Simülasyon ve strateji türünün denizlerde geçen oyunları ilginizi çekiyorsa, Port Royale 4 oyununu son birkaç hafta içerisinde duymuş olabilirsiniz. 25 Eylül 2020 tarihinde çıkışını gerçekleştirmiş olan bu oyun, bizleri 17. yüzyıla götürüyor ve o yüzyılda da Karayipler’i ziyaret ediyoruz. Yalnız bu ziyaretimiz hiç sakin geçmiyor; Karayipler’de İspanya, İngiltere, Fransa ve Hollanda bir liderlik için savaşıyor. Bizler de bu savaşa, oldukça genç ve yeni bir isim olarak gidiyoruz. Amacımız ise küçük grubumuzu büyütmek ve sonucunda ticaretin başkenti haline getirebilmek. Peki, bunu nasıl başaracağız?
Port Royale 4 oyununda dediğimiz gibi Karayipler’e gidiyoruz. Bu bölge de tabii ki birçok adacıktan oluşuyor. Bizler de kendi bölgemizi genişletirken, adaları birbirine bağlayarak genişletiyoruz. Bu adalar ve bölgeler arasında bir üretim zinciri kuruyoruz. En sonda da ürettiğimiz bu şeyleri diğer taraflara ticaret aracılığı ile satıyoruz. Tabii aynı zamanda da ticaret aracılığı ile bazı şeyleri satın almamız gerekiyor. Sonuçta, bizim adalarımızda her şey yetişmiyor ve üretilemiyor. Bu sayede de ticaret, oyunun odak noktasına, oldukça kompleks bir şekilde oturuyor.
Tabii ticaret yapmak o kadar da kolay değil. Sonuçta, Karayipler’deyiz ve her şey deniz yoluyla gerçekleşiyor. Bu sebepten ötürü de Port Royale 4 oyununda gemilerimizin rotalarını ayarlarken, çok sığ sulara ve fırtınalara dikkat etmek gerekiyor. Mesela, çok değerli yükler taşıyan gemimizin karaya oturmasını veya fırtınaya yakalanmasını istemeyiz. İşte işin bu kısmında da strateji unsurları ve daha fazlası ile karşı karşıya kalıyoruz. Aynı zamanda belli başlı görevleri yapmaya çalışıyoruz, yeni özellikleri açıyoruz, diğer ülkelerle ve korsanlarla savaşıyoruz.

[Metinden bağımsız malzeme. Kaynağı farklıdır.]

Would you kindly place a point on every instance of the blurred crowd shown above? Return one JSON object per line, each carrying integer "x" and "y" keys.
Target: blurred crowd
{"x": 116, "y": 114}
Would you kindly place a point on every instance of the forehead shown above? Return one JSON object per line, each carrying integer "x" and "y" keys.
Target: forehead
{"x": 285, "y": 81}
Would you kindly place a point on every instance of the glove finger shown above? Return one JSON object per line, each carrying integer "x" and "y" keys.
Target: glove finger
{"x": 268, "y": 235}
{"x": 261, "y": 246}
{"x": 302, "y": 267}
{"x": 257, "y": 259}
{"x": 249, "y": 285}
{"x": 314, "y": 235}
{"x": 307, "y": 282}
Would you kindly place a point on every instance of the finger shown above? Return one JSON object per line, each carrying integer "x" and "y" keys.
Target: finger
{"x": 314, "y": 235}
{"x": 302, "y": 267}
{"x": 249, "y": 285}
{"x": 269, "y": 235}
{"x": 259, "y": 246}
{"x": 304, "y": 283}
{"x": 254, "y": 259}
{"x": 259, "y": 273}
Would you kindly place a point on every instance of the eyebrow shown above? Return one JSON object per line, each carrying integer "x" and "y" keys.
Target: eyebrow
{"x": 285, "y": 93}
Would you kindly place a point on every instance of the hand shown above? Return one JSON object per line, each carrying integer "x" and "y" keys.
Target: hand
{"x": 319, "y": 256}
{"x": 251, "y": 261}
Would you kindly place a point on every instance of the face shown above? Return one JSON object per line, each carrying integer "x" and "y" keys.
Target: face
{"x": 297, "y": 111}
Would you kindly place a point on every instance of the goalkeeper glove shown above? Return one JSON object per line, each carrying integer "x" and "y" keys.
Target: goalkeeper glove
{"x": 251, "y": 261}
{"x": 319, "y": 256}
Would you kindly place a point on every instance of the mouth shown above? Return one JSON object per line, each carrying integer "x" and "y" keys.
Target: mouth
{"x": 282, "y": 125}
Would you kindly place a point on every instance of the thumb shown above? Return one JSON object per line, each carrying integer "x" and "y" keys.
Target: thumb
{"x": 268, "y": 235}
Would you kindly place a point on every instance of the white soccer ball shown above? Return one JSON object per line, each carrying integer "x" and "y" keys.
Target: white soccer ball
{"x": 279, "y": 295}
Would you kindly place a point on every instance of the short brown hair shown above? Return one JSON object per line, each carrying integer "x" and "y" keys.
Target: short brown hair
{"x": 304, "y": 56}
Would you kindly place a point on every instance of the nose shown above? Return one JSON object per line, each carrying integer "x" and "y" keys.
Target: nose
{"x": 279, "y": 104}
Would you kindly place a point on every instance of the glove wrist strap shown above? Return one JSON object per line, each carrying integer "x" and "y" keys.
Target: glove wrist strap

Port Royale serisinde aslında gemi savaşları geçmişte biraz farklı işliyordu. Port Royale 4 oyununda ise temel sistem değişiyor ve karşımıza sıra tabanlı bir savaş mekaniği çıkıyor. Bu oyunda en fazla 8 farklı gemi, sıra tabanlı savaş mekaniğine dahil olabiliyor ve bu sayede de çok zor savaşları bile stratejik hamleler ile kazanabilmemiz mümkün oluyor. Serinin geçmiş oyunlarında bu ne yazık ki mümkün değildi ve ben açıkçası sıra tabanlı savaş sistemini bu oyuna oldukça yakıştırdım. Yalnız, ne yazık ki bu oyundaki her şey kusursuz değil; daha doğrusu, kusursuz bir şey yok.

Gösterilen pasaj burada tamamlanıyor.